More jobs are available than unemployed people to fill in U.S. and in North Dakota, a rare phenomenon for the country, Mr Doug Burgum said.
Job Job Postal Subscribe 12,178 Job Dakota opened in January, compared with around 10,600 residents who are deemed unemployed. Job openings are to be listed with the voluntary agency, and companies can not fill every single post they need, Burgum said. The state believes that there are as many as 30,000 jobs available, he said.
There were more than 6 million Americans unemployed in November, compared to 6.9 million job openings, according to the Labor Statistics Bureau. "If you want a job, they can get a job," said Carey Fry, a customer service manager for the Postal Service in Fargo.
In this competitive environment, city leaders and states throughout the country have become creative to attract workers.
The final fall, Tulsa, Okla. Announced that he would pay $ 10,000 for people who moved to the city to work remotely, thanks to a donation from the George Kaiser Family Foundation.
The tender offered headlines and more than 10,000 applicants in one week, the foundation was confirmed. The application process ultimately closed due to "incredible response to the program," according to the group's website.
Vermont implemented a remote work program such as Tulsa, offering $ 10,000 last year with 100 people.
Neighbor to North Dakota, the Economic Development Authority will bring Harmony, Minn. Up to $ 12,000 for anyone who builds a house and lives there. Moorhead offers a number of programs, including a two year property tax rebate and a free recreation pass for a year for those who build new houses.
So why does North Dakota incentivize money or just money to attract new workers?
Well, it shows that the constitution of the state states that the state and its political subdivision "can not lend or give or donate to an individual, association or corporation other than reasonable support of poor. " What prevents the state from issuing oil-income checks for residents such as Alaska, said Burgum.
"It's likely to be a legal challenge, which gives people just money," he said, putting his interpretation based on the views of the North Dakota Legislative Council and past state officials.
Even if it was not in the constitution, it was unlikely that the practice would make good policy, Burgum said. People can only keep the money until they go out, trying to leave them.
Workers have the opportunity to choose the place they live for the first time and where they work second, Burgum said. To remain competitive, he believes that North Dakota will have "high functional education systems" and vibrant communities.
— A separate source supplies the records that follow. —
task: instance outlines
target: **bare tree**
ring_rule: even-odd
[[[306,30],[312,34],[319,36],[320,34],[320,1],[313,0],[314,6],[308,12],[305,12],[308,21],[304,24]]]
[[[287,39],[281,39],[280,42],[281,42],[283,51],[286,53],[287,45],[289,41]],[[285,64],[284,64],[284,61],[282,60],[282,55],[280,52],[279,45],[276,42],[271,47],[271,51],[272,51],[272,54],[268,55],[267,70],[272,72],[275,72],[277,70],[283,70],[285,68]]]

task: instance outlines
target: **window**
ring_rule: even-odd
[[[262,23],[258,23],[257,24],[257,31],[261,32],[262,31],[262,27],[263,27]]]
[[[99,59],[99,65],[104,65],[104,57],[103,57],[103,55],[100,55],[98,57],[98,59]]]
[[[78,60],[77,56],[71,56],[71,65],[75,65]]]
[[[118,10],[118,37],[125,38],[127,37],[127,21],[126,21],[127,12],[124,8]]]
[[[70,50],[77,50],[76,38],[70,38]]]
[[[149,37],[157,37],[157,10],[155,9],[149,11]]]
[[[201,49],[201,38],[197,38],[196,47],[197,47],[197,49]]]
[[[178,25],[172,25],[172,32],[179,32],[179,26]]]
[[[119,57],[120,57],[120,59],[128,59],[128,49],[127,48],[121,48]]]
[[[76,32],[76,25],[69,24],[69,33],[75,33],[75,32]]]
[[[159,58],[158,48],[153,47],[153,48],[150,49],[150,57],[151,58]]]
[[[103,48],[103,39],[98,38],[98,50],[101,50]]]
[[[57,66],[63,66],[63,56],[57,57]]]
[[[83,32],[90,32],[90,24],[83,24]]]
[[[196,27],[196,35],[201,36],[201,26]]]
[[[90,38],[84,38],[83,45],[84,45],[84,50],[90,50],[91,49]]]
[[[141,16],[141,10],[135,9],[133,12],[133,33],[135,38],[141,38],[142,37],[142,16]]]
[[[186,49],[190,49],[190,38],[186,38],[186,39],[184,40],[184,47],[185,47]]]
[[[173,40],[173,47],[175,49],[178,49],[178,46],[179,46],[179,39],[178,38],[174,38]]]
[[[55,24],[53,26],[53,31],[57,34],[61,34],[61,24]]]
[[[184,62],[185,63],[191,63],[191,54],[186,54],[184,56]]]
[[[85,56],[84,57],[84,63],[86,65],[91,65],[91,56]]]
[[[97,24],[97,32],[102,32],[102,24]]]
"Before you get incentives even if communities do not want people to live, we will not pull the workforce," he said. "If you do not have both things (education and vibrant communities), then you're not in the game."
The largest industry in the state is the health and social care sector, which had more than 64,000 jobs in mid-2018, according to the Postal Service.
Sanford County, where the healthcare sector is around 20,000 employees, Health Sanford, the largest employer in the state, is in line with the Postal Service data. With almost 30,000 employees, Sanford has more than 8,900 workers in the Fargo-Moorhead area. With 900 more than the metro area in 2015, the healthcare provider said.
Sanford uses incentives and competitive wages to attract workers, and is involved in the community to make a wonderful place to live, Brittany Montecuollo, vice president of nursing and clinical services for Sanford Fargo, said.
"I do not think there will always be a day where we do not have jobs for nurses or your medical settings," said Montecuollo. "In order to stay ahead, we are in constant recruitment condition."
More companies are required to pay more to attract workers, and sometimes offer their own incentives, Fry said. The North Dakota average from mid 2018 was $ 24.65 per hour, or an annual salary of $ 51,172, according to the Postal Service. More than 50 per cent of the open jobs reported to the Postal Service were paid at least $ 20 per hour, and around 14 per cent pays less than $ 15 per hour.
"Employers are doing, I think, what they need to do to attract workers," she said. "Employers do not go away without paying very well. People who pay less than $ 10 per hour are very difficult to find employees."